A much different sort of entertainer at 2 Sutton Place South was Mabel Garrison.  Described by the Daily News as "one of the leading American coloratura sopranos of her time," she had joined the Metropolitan Opera Company in 1914.

The affluence of the residents' was reflected in an incident involving Harry P. Barrand and his wife, the former Helen Stukenborg in 1961.  Barrand was vice president of Manufacturers Hanover Trust Company (where he first met Helen).  The couple was married in Grace Church on April 3, 1948.

Harry and Helen returned from Europe on September 8, 1961.  Cab driver Anthony Soldano picked them up at the pier.  When the Barrands unpacked, they realized that a bag containing $50,000 in jewelry (closer to $490,000 by 2024 conversion) was missing.  The 38-year-old cabbie was tracked down in Florida and arrested on October 21.

Living in a 10-room penthouse apartment in 1963 were Carl J. Schmid and his wife.  Schmid was the owner of Julius Schmid Inc., a pharmaceutical firm.  When the maid answered the door at 1:30 on the afternoon of May 2, 24-year-old David McNeil and 16-year-old Wendell Shanks asked to see Mrs. Schmid.  The Daily News reported, "Mrs. Schmid was at the luncheon table when they were ushered in.  She was immediately suspicious."

"Are you Mrs. Schmid?" asked McNeil (who had recently been released from federal prison after serving a term for impersonating an officer).

Mrs. Schmid replied, "I am, but I'm afraid I don't know you."

"Well, I know you.  This is a stickup," he answered.

Burglarizing the penthouse would be simple.  The Daily News reported, "The Schmids returned only on Wednesday from Europe.  Still in bags, unpacked and easy to cart off when the intruders showed up, were tens of thousands of dollars worth of furs and jewelry."

With unbelievable calm, Mrs. Schmid rose from the table and eased her way out of the room while the young men were distracted.  She later explained, "I nudged Doris.  We walked to the foyer and out the door.  They made no move to stop us.  We went down in the elevator to the ground floor, and the manager called police."

As luck would have it, an elevator maintenance man was working in the building, and he shut off power to the elevators.  When police arrived, they merely waited at the staircase doors to make their arrests.  With the crooks in custody, the mystery remained, according to the Daily News, "how did McNeil know about the Schmids and where they lived?"

By far the most socially prominent resident of 2 Sutton Place at the time was Consuelo Vanderbilt Balsan, the former Duchess of Marlborough.  Her summer estate was in Southampton, Long Island.  The daughter of William Kissam and Alva Smith Vanderbilt, she was married to the ninth Duke of Marlborough in St. Thomas Church on Fifth Avenue on November 6, 1895.
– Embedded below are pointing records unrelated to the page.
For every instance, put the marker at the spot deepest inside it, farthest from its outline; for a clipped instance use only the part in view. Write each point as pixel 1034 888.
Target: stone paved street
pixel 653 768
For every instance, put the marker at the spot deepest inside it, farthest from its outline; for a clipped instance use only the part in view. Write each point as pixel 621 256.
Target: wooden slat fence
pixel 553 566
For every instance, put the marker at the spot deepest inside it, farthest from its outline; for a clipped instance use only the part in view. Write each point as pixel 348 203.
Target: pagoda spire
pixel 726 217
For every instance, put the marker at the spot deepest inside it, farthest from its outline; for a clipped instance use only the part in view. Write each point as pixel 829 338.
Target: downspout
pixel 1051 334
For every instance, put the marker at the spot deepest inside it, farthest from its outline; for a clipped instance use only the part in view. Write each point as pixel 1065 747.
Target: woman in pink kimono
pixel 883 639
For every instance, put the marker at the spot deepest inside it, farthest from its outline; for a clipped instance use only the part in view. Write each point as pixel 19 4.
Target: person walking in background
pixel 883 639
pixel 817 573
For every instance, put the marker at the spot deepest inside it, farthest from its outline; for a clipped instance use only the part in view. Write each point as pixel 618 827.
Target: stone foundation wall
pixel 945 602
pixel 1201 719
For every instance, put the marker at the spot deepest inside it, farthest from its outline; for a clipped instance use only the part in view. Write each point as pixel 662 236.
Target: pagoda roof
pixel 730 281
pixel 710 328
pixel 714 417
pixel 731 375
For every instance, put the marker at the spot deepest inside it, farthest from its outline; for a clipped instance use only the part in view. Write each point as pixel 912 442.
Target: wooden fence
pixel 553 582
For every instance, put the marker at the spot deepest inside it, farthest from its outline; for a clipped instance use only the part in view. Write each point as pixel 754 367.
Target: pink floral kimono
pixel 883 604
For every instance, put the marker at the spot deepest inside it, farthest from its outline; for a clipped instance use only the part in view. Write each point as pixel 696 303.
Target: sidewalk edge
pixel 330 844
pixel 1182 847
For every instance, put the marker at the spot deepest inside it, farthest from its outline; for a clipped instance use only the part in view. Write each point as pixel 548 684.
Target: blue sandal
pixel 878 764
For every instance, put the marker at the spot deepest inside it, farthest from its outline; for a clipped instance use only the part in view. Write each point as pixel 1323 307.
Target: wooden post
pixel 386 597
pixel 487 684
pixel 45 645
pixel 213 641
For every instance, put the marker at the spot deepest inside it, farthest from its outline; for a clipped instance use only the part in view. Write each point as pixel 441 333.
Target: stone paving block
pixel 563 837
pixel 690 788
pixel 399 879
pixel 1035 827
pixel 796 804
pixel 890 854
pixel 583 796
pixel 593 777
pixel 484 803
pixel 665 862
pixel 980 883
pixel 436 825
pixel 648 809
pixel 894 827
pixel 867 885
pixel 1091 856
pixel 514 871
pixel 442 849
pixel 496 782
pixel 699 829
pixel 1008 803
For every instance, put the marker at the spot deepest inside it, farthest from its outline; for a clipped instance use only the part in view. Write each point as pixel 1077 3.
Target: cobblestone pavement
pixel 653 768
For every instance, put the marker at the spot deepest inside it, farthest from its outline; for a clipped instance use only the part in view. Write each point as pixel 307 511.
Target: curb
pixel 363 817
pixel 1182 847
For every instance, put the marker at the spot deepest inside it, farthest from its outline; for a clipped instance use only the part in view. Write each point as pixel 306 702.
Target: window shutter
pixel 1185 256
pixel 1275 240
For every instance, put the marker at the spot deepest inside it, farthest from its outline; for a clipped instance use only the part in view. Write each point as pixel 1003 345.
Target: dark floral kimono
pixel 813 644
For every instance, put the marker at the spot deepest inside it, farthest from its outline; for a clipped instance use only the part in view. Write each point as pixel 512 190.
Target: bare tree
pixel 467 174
Consuelo Vanderbilt Balsan, the former Duchess of Marlborough.  from the collection of the Library of Congress.

The Duke and Duchess divorced in 1921.  Later that year Consuelo married Lt. Colonel Louis Jacques Balsan of the French Air Army.  The couple built a villa at Èze on the French Riviera, and during World War II came to the United States where Consuelo Balsan regained her United States citizenship.  Balsan died in 1956 at the age of 88.

Consuelo Vanderbilt Balsan lived here and in Southampton, supporting her many charities, until her death on December 6, 1964 at the age of 88.

Millionaire Michael Bloomberg was 34 years old before he turned his attention to romance.  He married Susan Elizabeth Barbara Brown on December 15, 1976.  His biographer, Joyce Purnick writes in Mike Bloomberg, Money, Power, Politics, "The newlyweds lived first at 2 Sutton Place South on the East Side, then moved to Armonk in suburban Westchester in the mid-1980s."

Emery Roth & Sons's dignified and discreet 2 Sutton Place South continues to house well-heeled New Yorkers, its outward appearance barely changed in nearly a century.

many thanks to reader Lowell Cochrane for suggesting this post.